Une erreur de traduction : en chinois, ce que nous appelons l’empire du Milieu est en fait le centre du monde. La nuance, de taille, éclaire d’un jour nouveau la stratégie géopolitique établie par Xi Jinping pour faire de son pays la première puissance mondiale. Une stratégie mise à plat dans l’excellent documentaire de Sophie Lepault, sobrement intitulé Le monde de Xi Jinping.
Président à vie
En 90 minutes aussi passionnantes que claires, la réalisatrice met en évidence les projets d’un dirigeant dont le passé éclaire bien des traits de caractère. Fils d’un membre éminent du parti chinois, n’a-t-il pas survécu aux purges de la Révolution Culturelle dans les années 60 ? De quoi forger un caractère d’acier qui explique pas mal de ses décisions, toutes très stratégiques. Nous le voyons gravir tous les échelons du parti communiste chinois pour en prendre la tête dans les années 2010, avant d’être bombardé président à vie en 2018 après avoir transformé la Constitution à cet effet.
La première puissance mondiale
Même ses mariages furent des calculs. Marié en secondes noces avec une égérie de l’Armée populaire de libération, chanteuse reconnue, il profite de cette célébrité pour asseoir un peu plus son pouvoir. Une main de fer dans un gant de velours, avec en perspective la promesse faite à son peuple de faire de la Chine la première puissance mondiale. Date butoir : 2049, un siècle après la création par Mao Zedong de la république populaire de Chine. Le compte à rebours est donc lancé, avec à la clé l’unification du pays, ce qui implique de faire plier Hong-Kong, de reconquérir Taïwan.
https://youtu.be/Jm-RKyY6UY0
Politique hégémonique
Et d’ancrer la Chine un peu partout à la surface du globe. Militarisation accrue, enracinement économique, nouvelles routes de la soie, lobbying féroce … les moyens ne manquent guère pour porter cette politique hégémonique qui biffe les droits de l’Homme et autorise l’écrasement des Ouïghours, dans un silence presque assourdissant. C’est que la Chine a investi largement en Europe comme aux États-Unis ou en Afrique, dans une logique de fusion-acquisition redoutable, que le documentaire décortique sans complaisance. Accaparant les positions stratégiques, la Chine tient les pays qu’elle aide financièrement à la gorge.
Le rêve chinois au prix fort
Le noyautage prend des formes diverses, inquiétantes.

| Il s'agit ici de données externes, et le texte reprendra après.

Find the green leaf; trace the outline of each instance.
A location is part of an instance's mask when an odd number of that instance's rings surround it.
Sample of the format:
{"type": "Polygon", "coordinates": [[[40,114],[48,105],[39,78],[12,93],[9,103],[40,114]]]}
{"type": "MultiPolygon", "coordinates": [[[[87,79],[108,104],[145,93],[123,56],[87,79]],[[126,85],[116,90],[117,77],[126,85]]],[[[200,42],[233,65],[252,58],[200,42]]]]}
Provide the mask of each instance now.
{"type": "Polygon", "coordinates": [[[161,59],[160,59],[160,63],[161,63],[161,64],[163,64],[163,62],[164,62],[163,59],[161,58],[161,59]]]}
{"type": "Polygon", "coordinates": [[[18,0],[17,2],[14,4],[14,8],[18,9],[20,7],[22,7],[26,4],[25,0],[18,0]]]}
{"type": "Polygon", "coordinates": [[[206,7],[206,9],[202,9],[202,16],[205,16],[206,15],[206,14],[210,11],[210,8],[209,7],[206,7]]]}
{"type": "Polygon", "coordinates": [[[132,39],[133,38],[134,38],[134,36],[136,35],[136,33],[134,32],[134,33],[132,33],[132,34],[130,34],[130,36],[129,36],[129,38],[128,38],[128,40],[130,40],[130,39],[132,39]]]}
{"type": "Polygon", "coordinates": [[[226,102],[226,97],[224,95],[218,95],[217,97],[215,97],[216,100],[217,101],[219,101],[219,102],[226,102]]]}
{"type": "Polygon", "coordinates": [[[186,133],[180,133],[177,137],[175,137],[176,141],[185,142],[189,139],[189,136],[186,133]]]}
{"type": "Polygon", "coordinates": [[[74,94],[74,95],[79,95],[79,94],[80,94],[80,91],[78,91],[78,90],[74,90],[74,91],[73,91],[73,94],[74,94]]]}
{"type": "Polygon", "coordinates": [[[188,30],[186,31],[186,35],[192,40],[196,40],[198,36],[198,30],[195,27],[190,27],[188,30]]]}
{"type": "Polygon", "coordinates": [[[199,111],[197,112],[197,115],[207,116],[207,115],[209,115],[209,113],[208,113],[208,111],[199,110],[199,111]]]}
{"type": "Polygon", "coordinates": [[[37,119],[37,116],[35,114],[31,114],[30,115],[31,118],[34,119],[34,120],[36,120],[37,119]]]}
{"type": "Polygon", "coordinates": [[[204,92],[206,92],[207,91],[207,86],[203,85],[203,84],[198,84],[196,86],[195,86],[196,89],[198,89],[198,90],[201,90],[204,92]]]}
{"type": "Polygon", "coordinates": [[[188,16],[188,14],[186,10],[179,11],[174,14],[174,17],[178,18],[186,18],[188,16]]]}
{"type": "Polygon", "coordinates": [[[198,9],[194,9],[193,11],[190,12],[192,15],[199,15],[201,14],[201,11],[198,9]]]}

La propagande se charge de faire taire les opposants, séduit même certains hommes politiques étrangers conquis par tant de hardiesse et de succès et qui se font les ambassadeurs empressés de ce modèle. La population chinoise ? Hypnotisée par la croissance économique, l’accès à la surconsommation, des réseaux sociaux ultra-surveillés et calibrés pour noyer les usagers dans une complète superficialité. Tout en les fliquant au quotidien. Le rêve chinois tel que le façonne Xi Jinping a beau être fascinant, il se paie au prix fort : la démocratie ne viendra qu’après la victoire. Un jour peut-être ?
Objectifs à long terme
Pas sûr. Pour l’instant, le rouleau compresseur chinois prend de la vitesse, à la faveur de la crise sanitaire internationale. Le COVID lui a permis de démontrer ses capacités d’adaptation, sa grande discipline, sa force de créativité, ses moyens énormes. Le documentaire interroge aussi cette capacité à rebondir sur une situation d’urgence pandémique, tout en préservant des objectifs à long terme que les puissances occidentales ont malheureusement enterré depuis longtemps. Une véritable leçon de stratégie géopolitique digne de Sun Tzu et qui confirme cette prédiction d’un certain Napoléon : « lorsque la Chine s’éveillera, le monde tremblera ».